Dear Evan Hansen (2021)
Character: Evan Hansen
Actor: Ben Platt
Actor’s Age (approximate): 27 years, 11 months
How Unconvincing Is He As a Teen?: Even before Dear Evan Hansen’s Toronto premiere, Platt (who’s the son of one of the film’s producers, Marc Platt) has had to battle criticism that he’s now too old to play a character he’s been portraying since the stage show was first being developed in the mid-2010s. “The [negative] reaction is largely from people that don’t understand the context of the piece,” Ben Platt said in August. “The fact that I created the role and workshopped it for three years, and did all of the out-of-town performances, and originated it on Broadway, and received the accolades that I did … and also not really understanding that were I not to do the movie, it probably wouldn’t get made.”

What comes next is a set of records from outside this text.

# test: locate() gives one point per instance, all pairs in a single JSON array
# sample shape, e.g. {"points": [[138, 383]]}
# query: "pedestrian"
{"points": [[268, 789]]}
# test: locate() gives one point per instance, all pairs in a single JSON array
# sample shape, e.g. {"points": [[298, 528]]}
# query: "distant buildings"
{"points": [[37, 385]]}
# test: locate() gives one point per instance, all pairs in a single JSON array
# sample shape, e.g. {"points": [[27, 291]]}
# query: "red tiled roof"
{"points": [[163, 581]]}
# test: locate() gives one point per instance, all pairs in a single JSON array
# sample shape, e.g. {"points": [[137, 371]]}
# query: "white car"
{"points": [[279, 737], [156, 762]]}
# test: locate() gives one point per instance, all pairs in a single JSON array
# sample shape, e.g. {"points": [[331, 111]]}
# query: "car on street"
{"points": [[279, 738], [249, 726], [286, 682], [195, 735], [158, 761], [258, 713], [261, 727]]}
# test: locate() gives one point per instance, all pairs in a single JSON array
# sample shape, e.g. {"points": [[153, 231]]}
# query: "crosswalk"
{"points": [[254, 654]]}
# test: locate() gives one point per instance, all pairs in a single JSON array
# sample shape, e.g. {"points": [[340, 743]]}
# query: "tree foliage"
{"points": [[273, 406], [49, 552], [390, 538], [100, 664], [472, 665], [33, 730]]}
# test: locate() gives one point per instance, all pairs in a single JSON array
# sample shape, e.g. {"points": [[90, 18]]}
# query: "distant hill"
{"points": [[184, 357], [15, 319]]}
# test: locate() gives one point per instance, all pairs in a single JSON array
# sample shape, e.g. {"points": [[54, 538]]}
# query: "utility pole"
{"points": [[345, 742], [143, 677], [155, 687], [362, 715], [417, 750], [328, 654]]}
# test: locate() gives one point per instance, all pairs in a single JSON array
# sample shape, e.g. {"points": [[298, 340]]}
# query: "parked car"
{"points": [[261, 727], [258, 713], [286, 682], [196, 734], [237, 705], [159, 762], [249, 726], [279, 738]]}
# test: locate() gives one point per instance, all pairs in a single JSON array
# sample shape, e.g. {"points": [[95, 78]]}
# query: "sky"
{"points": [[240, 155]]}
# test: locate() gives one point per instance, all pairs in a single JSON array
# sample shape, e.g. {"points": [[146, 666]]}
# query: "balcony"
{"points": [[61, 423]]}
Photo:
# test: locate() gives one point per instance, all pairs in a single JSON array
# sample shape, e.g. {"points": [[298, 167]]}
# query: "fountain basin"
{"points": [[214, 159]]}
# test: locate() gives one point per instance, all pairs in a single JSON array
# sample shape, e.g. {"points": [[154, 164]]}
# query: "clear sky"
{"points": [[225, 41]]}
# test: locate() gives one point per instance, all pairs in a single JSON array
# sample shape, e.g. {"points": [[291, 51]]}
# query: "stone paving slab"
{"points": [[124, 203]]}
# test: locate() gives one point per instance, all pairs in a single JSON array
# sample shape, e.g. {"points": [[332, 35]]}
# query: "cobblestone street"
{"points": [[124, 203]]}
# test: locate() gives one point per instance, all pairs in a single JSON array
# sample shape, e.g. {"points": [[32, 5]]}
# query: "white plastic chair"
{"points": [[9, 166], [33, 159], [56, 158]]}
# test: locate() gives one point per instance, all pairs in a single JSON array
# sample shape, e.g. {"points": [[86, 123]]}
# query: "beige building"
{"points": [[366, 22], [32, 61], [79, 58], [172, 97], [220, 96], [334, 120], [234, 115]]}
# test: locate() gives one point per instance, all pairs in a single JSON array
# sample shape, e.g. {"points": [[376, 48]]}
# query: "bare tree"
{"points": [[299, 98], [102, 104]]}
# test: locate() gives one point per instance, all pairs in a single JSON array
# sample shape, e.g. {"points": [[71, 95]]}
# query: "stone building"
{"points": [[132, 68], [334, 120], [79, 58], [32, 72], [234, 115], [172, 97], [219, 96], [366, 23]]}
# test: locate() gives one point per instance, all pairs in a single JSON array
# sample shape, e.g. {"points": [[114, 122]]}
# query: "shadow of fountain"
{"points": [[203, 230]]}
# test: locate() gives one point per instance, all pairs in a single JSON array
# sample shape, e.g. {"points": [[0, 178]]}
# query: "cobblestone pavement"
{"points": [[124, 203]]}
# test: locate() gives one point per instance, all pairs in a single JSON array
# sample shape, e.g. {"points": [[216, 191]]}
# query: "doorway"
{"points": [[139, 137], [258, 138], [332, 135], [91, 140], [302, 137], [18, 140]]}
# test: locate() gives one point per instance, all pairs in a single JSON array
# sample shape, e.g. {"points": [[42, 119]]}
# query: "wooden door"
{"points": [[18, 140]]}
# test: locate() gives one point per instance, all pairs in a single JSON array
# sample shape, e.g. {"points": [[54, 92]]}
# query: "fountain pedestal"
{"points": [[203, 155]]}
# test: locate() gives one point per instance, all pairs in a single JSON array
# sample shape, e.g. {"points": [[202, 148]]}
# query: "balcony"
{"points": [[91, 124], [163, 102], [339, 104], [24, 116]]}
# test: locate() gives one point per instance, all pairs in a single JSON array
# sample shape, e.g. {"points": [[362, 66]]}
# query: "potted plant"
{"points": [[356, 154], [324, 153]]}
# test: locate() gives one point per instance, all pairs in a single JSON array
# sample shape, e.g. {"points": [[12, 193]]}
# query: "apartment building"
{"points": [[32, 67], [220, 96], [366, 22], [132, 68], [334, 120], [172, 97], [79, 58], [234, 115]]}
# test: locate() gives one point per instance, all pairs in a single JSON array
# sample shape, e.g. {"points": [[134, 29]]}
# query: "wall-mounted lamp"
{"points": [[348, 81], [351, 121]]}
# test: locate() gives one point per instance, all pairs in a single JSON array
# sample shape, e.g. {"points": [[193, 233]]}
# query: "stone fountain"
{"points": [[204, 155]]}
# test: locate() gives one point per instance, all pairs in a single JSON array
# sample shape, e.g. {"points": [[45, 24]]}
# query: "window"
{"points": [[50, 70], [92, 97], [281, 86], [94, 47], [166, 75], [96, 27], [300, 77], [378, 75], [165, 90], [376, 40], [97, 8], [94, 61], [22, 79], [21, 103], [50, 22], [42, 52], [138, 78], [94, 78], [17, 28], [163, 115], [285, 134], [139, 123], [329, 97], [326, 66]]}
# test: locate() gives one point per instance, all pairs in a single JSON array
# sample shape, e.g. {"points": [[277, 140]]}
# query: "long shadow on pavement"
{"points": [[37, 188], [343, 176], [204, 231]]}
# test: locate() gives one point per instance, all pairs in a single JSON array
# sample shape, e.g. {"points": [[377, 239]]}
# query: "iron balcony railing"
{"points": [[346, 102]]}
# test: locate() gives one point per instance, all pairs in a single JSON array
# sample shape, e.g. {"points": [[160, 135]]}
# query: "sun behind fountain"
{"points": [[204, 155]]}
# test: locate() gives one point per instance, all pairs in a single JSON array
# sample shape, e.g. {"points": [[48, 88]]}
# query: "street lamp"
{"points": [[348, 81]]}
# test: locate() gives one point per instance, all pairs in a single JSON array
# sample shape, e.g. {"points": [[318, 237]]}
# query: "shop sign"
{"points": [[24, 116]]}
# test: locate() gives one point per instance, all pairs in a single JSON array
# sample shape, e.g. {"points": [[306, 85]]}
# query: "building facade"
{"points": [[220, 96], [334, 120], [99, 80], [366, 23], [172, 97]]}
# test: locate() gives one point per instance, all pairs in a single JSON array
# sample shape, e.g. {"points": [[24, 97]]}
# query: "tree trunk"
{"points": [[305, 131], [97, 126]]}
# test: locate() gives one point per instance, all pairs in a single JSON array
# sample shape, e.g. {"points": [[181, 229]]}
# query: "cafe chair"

Unfortunately, Platt’s defensiveness doesn’t do anything to make his performance in the movie any less ugh-inducing. The makeup and hair team end up transforming him into what appears to be an undercover cop trying to infiltrate a high school. (You know the running joke in the Jump Street movies that Channing Tatum and Jonah Hill are obviously too old to pass for high-school/college students? Now imagine a whole film that plays that joke straight — or, worse yet, doesn’t realize it’s a joke.) The more Platt tries to be an adolescent, the creepier it becomes. This isn’t Dear Evan Hansen’s only flaw, but it’s the most visible since his character is on screen almost the entire time.
The Amazing Spider-Man (2012)
Character: Peter Parker
Actor: Andrew Garfield
Actor’s Age (approximate): 28 years, 10 months
How Unconvincing Is He As a Teen?: Before being cast as Spider-Man in the rebooted franchise, Garfield was probably best known for playing Eduardo Saverin, Mark Zuckerberg’s college chum, in The Social Network. Three years later, the actor was portraying Peter Parker, and he was nearly 29 when The Amazing Spider-Man came out.
“I’d been reading the mythologists Joseph Campbell and James Hillman. And when I took on Spider-Man, I thought, ‘Holy shit! This is exquisite and terrifying and incredible. I have been given the responsibility of reaching my hand out from the big screen and putting it on [young boys’] shoulders,’” Garfield said a few years ago. “‘That is a gift for me and a big burden to carry. And I’m so up for it.’ I thought, ‘If I can infuse all this ancient knowledge and wisdom into [Spider-Man], it could be profoundly affecting for young people in the audience.’”
Unfortunately, The Amazing Spider-Man and its sequel just never really clicked. Was it because Garfield was so profoundly not a teenager? Maybe, although he’s such a good actor it’s hard to blame him for those movies’ failure. (Also, like in the original trilogy, his onscreen love interest, Emma Stone, was five years younger than him, which didn’t help matters.) Let’s just put it this way: The recent Marvel Spider-Man movies were smart to cast Tom Holland, who only this summer turned 25. He actually looks like a kid.